Across the street from Lincoln Center sits a grand piano. Set decorators busy themselves putting final touches on lights. El DeBarge, who makes a cameo appearance, chats with his manager. In a few minutes, he'll sit down at the piano to make his movie debut.


It is Akil's first time directing a feature film, with an ensemble cast that includes film heavyweights like Bassett and Devine. "The beauty about working with an ensemble cast on this project is that all of them accepted what we were doing, and we were all trying to make something good happen. There was no ego-tripping. It was like real cool people hanging out and working," says Akil.

Coordinating all the moving parts — from making sure that the cars on the street move on cue to ensuring that the actors hit their marks — requires machinelike precision. One scene is repeated over and over as Akil attempts to get the timing just right. It's like making music.


Even though this is Alonso's first time playing the romantic lead in a film, he is no stranger to film sets, having starred in Stomp the Yard, Miracle at St. Anna, Avatar and Fast & Furious. In between wardrobe and makeup sessions, Alonso and Patton chat with The Root in the once bustling lobby of the Empire Hotel, which at well past midnight now seems abandoned.

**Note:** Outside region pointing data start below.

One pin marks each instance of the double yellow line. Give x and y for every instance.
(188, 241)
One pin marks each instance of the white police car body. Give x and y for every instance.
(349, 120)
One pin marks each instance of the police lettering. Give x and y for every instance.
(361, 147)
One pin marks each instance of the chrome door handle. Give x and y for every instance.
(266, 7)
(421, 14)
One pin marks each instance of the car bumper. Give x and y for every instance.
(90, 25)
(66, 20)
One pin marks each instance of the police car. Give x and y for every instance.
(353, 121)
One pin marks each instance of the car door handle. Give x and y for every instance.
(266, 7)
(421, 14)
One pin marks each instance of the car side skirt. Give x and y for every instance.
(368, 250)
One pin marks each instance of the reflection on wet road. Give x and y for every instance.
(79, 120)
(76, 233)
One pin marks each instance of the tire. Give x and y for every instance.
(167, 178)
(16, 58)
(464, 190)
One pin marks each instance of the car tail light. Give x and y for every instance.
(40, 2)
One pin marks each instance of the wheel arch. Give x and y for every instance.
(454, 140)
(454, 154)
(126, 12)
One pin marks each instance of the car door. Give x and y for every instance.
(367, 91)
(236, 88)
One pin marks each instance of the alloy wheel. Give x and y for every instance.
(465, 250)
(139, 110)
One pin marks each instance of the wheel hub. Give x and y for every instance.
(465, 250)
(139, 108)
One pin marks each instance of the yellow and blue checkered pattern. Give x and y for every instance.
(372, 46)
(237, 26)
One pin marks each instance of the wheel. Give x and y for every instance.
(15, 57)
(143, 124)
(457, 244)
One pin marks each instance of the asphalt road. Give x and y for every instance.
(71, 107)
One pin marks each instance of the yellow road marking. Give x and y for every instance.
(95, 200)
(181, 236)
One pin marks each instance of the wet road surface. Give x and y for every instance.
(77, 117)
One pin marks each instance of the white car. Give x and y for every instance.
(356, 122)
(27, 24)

The two talk with an easy camaraderie that's reflected in their on-screen chemistry. Both say they leaped at the chance to do the movie. As Alonso sees it, he and his character were cut from the same cloth: "This character went to Howard University. I went to Howard University. He was raised by a single mother. I was raised by a single mother. His father died when he was 12. My father died when I was 12.

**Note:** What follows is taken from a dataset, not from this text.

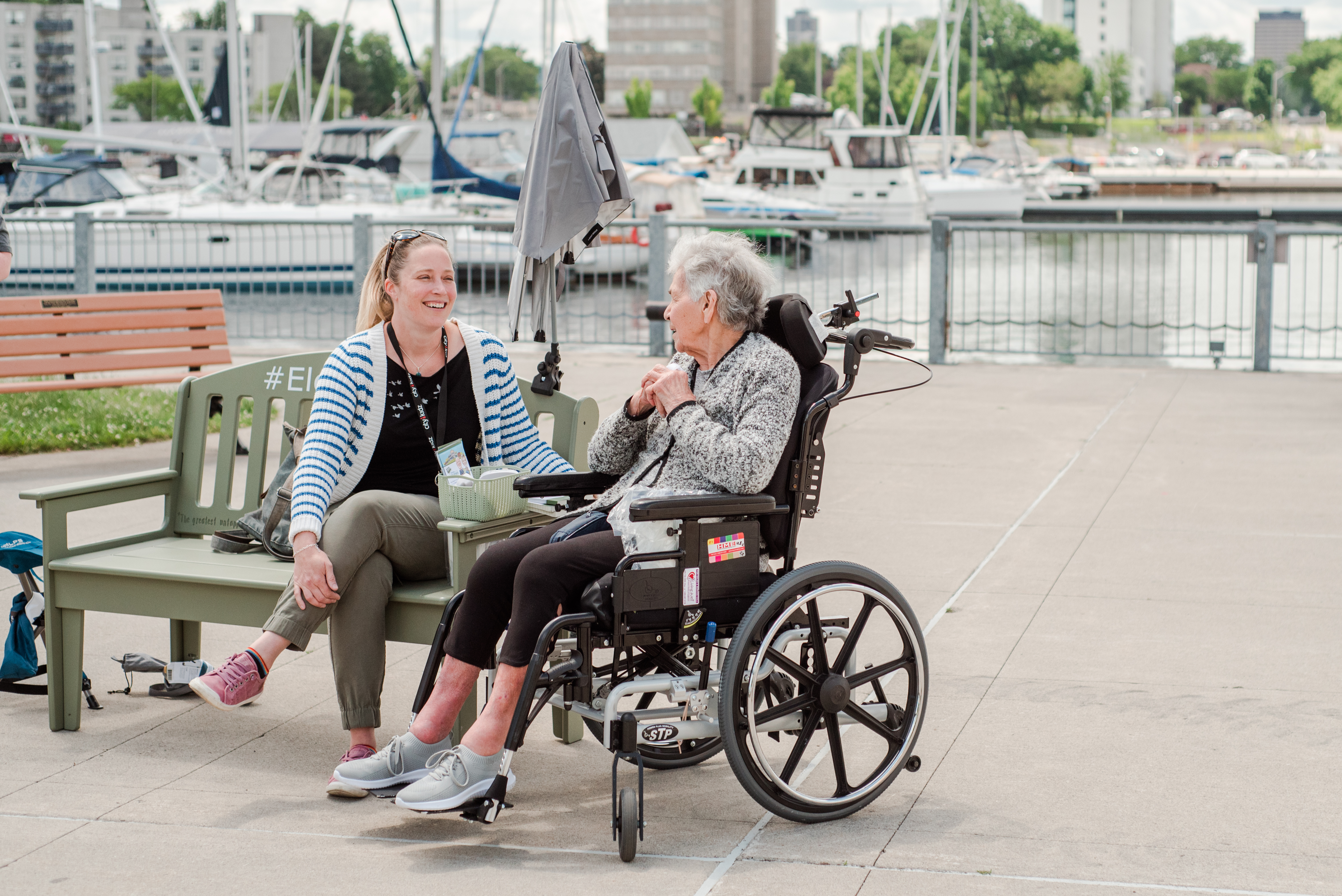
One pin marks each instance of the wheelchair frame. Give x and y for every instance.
(674, 654)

"He became the man of the house, the breadwinner and almost surrogate partner to his mom, and so did I," Alonso continues. "He went to Wall Street. I went to Wall Street when I graduated. The similarities just go on and on, and it was the type of thing where it was very easy for me to slip into this character's DNA."

Adds Patton, "I loved the script and the cast, which is why I wanted to do the film. When they told me Angela Bassett was on board, and Laz Alonso and Loretta Devine and Mike Epps, it was a no-brainer. I really enjoyed working with the cast and Salim. We just clicked and worked really well together."


As Alonso and Patton are escorted out of the hotel lobby to film their next scene, the crew continue working as if they had just arrived on the set. The onlookers have thinned out, giving in to the lateness of the hour. Akil's wife and business partner, Mara, who has flown in to support him on his final day of shooting, darts across the street with her uncle to grab some snow cones.

Shots of 5-Hour Energy are being handed out like candy on Halloween to keep the crew alert. Akil asks for take after take in pursuit of the perfect scene. It is the last day of filming, so he must get it right. His crew — more like his family — is right there with him.


Nsenga Burton is The Root's editor-at-large.